Pour être honnête, les arguments de Cooper n’étaient pas dénués de sens, mais elle les exposait avec une telle agressivité que toute discussion semblait inutile.
“- Même si Trikru nous accordait davantage de terres, une mauvaise saison pourrait tout de même ruiner les récoltes et plonger Arkadia dans la famine.
- Sans compter qu’Orchidée est entourée de montagnes, nous tirerions grandement profit du commerce avec d’autres clans, fit remarquer Mme Flood à juste titre.
- Honnêtement, ces échanges semblent plus qu’équitables, dit Saint Clair. Écoutez, ce clan nous offre suffisamment de vêtements pour passer l’hiver. Tout ce que nous aurions à faire, c’est fournir de l’électricité au village principal. La plupart des panneaux solaires de l’Arche ne sont plus utilisés, je peux constituer une équipe capable de les installer en moins d’une semaine.”
Cooper ouvrit la bouche pour protester, mais Lexa ne lui en laissa pas l’occasion.
“- Ce n’est un secret pour personne que les autres clans tireraient profit de la technologie Skaikru, en particulier dans le domaine de la médecine. Je sais de source sûre que la plupart des chefs de clan échangeraient une année de production contre l’enseignement d’un guérisseur Skaikru. J’ai également lu votre rapport en détail : vous avez autant besoin de la Coalition que la Coalition a besoin de vous.
- En cas de guerre -
- Ce qui n’arrivera pas, puisque vous appartenez à la Coalition.”

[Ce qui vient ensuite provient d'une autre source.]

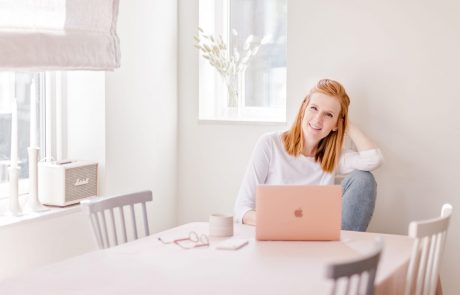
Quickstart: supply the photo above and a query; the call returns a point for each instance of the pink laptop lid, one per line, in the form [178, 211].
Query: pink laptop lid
[298, 212]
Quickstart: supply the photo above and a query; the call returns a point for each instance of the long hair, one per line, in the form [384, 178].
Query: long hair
[329, 148]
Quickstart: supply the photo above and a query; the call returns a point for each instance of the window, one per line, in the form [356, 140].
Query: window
[261, 82]
[25, 87]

Lexa sourit, mais ses paroles étaient aussi puissantes qu’un coup de pied dans la poitrine vous projetant hors du balcon. Ce n’était pas une menace, mais un rappel de ce à quoi les Skaikru avaient consenti. Cooper se tut et s’assit sur son siège pour enfin jeter un œil aux documents.

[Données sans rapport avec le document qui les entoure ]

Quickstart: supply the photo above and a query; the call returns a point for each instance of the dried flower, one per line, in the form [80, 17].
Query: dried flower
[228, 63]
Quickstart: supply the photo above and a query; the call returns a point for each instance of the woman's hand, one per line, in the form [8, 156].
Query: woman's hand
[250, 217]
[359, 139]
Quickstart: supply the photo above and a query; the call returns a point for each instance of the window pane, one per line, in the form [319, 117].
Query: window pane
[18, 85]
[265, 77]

“- Aussi tentantes que puissent être ces offres -, dit Doc d’un ton plus mesuré. - les inquiétudes de Kara ne doivent pas être minimisées. Aucun d’entre nous ne cherche le conflit, et je ne doute pas que les autres clans respecteront leur part de tout accord que nous conclurions. Mais nous devons veiller sur notre peuple et envisager tous les scénarios possibles. Que se passera-t-il si les clans ne sont plus en mesure de respecter leur part du contrat ?

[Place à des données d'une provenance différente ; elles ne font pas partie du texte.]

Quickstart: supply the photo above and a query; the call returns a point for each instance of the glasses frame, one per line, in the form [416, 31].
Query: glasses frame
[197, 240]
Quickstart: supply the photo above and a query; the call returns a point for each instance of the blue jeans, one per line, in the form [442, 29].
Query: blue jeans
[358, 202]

- Je suis d’accord avec le Dr Griffin, des conditions météorologiques extrêmes pourraient diminuer les récoltes de tout le monde, fit remarquer Dereck en désignant la feuille qu’il lisait. Le document précise même que les accords commerciaux seront honorés ‘dans la mesure du possible’. Je suppose que cela signifie qu’aucun chef de clan ne laissera son peuple mourir de faim en cas de mauvaise récolte, et qu’Arkadia ne recevrait alors aucune nourriture.
- Cette clause s’applique également aux Skaikru. Mais je comprends votre point de vue, les autres clans ne dépendent pas de vous pour leur survie, concéda Lexa.
- Sans parler du message que cela enverrait, reprit Doc. L'autosuffisance n'est pas un caprice, notre peuple doit être autonome. Il ne s'agit pas de notre confiance envers les Natifs, mais de nous prouver à nous-mêmes que nous avons notre place ici.
- Abby a raison, reprit le Chancelière. Ces offres sont généreuses, mais je crains qu’elles ne soient perçues comme condescendantes par nos citoyens. Notre peuple pourrait croire que vous nous faites l’aumône et s’en offusquer.
- Je suis sûre que la fierté est quelque chose que tu - vous comprenez.”
Même si le Commandant parvenait à garder son sang-froid, Jules remarqua un léger tressaillement dans le regard de Lexa. La pique d’Abby l’avait atteinte, et le regard lourd et insistant du docteur prouvait que cette remarque n’était ni maladroite ni innocente. Son attitude envers sa future belle-fille était pour le moins ambiguë, si elle ne se montrait pas ouvertement hostile envers Lexa, elle ne lui réservait pas non plus un accueil chaleureux au sein de la famille.
“- Maman, ce n’est pas ce dont il est question.” Clarke reprit la parole d’un ton ferme, en partie pour apaiser la tension, mais surtout parce qu’elle était en train de parler et qu’on n’arrêtait pas de l’interrompre. Aucun de ces traités n’interdit à Arkadia d’exploiter ses terres cultivables. D’après le rapport de Kara -
- C’est Mme Cooper pour toi, gamine.”
Si on leur avait proposé un verre, Jules aurait veillé à empoisonner le sien…
“- Vous ne verrez aucun inconvénient à m’appeler Ambassadrice Griffin alors.”
Jules, ainsi que Harper et Miller Senior, laissèrent échapper un rire. Même Lexa dut cacher son sourire sous une fausse quinte de toux.
“- D’après le rapport de Mme Cooper, Arkadia dispose de suffisamment de terres pour constituer des réserves d’urgence si nécessaire. Quant à Orchidée, j’ai cru comprendre que vous aviez déjà conclu des accords informels avec Boudalan, n’est-ce pas ?”
Anita Flood acquiesça et ajouta que les survivants de la station avaient accès à suffisamment de ressources pour subvenir à leurs besoins, grâce à la chasse et à la pêche entre autres. L'espace de vie, en revanche, constituait la principale préoccupation. Coincés dans les montagnes, il était difficile de s'installer confortablement.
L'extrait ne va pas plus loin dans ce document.